Neste quarto a solidão

Conto enviado por: Nilze Costa e Silva

Neste quarto a solidão fala do morto, dos gritos, das unhas arranhando o espelho da cama, deixando marcas que verniz nenhum irá cobrir jamais. Neste quarto os cabelos dos meus braços se eriçam, quando sinto a sombra do velho avô morto, fazendo mímicas sepulcrais, dançando a balada grotesca dos mamulengos fantasmas. Mãos felpudas e coruscantes, pelo medo que me dão acariciam meus cabelos e nos quatro cantos do quarto o silêncio responde com acenos apenas imaginados. O vento esfria e sibila na noite. A sombra circula, alvoroçada, geme e treme. Sinto não haver lugar para me mover dentro deste quarto, os gritos gravaram-se nas paredes e circulam pelo quarto todo em ondas sonoras que ocupam todo o espaço.

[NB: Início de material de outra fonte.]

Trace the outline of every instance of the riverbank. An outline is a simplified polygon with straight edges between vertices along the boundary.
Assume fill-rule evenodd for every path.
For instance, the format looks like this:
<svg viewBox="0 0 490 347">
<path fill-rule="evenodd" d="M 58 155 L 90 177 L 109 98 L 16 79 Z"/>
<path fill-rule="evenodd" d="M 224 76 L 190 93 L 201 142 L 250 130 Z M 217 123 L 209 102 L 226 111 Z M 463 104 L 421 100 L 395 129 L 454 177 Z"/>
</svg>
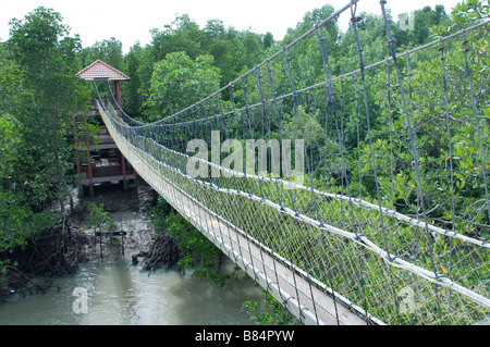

Na cama, o declive da forma do corpo do moribundo, que não se mexia nunca, apenas gritava em estertores contundentes. E eram gritos que atravessavam paredes e portas fechadas, alastrando-se noite adentro. Escondo o meu medo para não perturbar o fantasma inquieto. Parece não ter encontrado a paz que os gritos suplicavam quando tentava imprimir um resto de vida no ar, respondendo às dores do corpo que alfinetavam-lhe o cérebro.

Neste quarto o morto deixou suas marcas e clama que não partiu. A colcha amassada, o declive da cama com a marca do corpo pergaminhado, o cheiro da urina que a água não conseguia lavar, deixam-me a impressão de que alguma coisa perdura, além da desintegração do corpo. As folhas espanando a janela nada mais são do que as asas dos mortos adejando lá fora, fazendo festa ao outro, em visita à antiga morada.

Que se fechem as portas deste quarto, que se deixe tudo como está, não toquem em nada, os mortos voltam, os mortos voltam saudosos e tristes. O quarto do morto, ainda mais quanto moribundo, deixou impressa no ar suas dores, gravou no corpo pergaminhado a ferro e a fogo as dobras amarelecidas do colchão que o sustinha, o quarto de um morto é um templo, onde nas noites de saudades, ele venha recordar.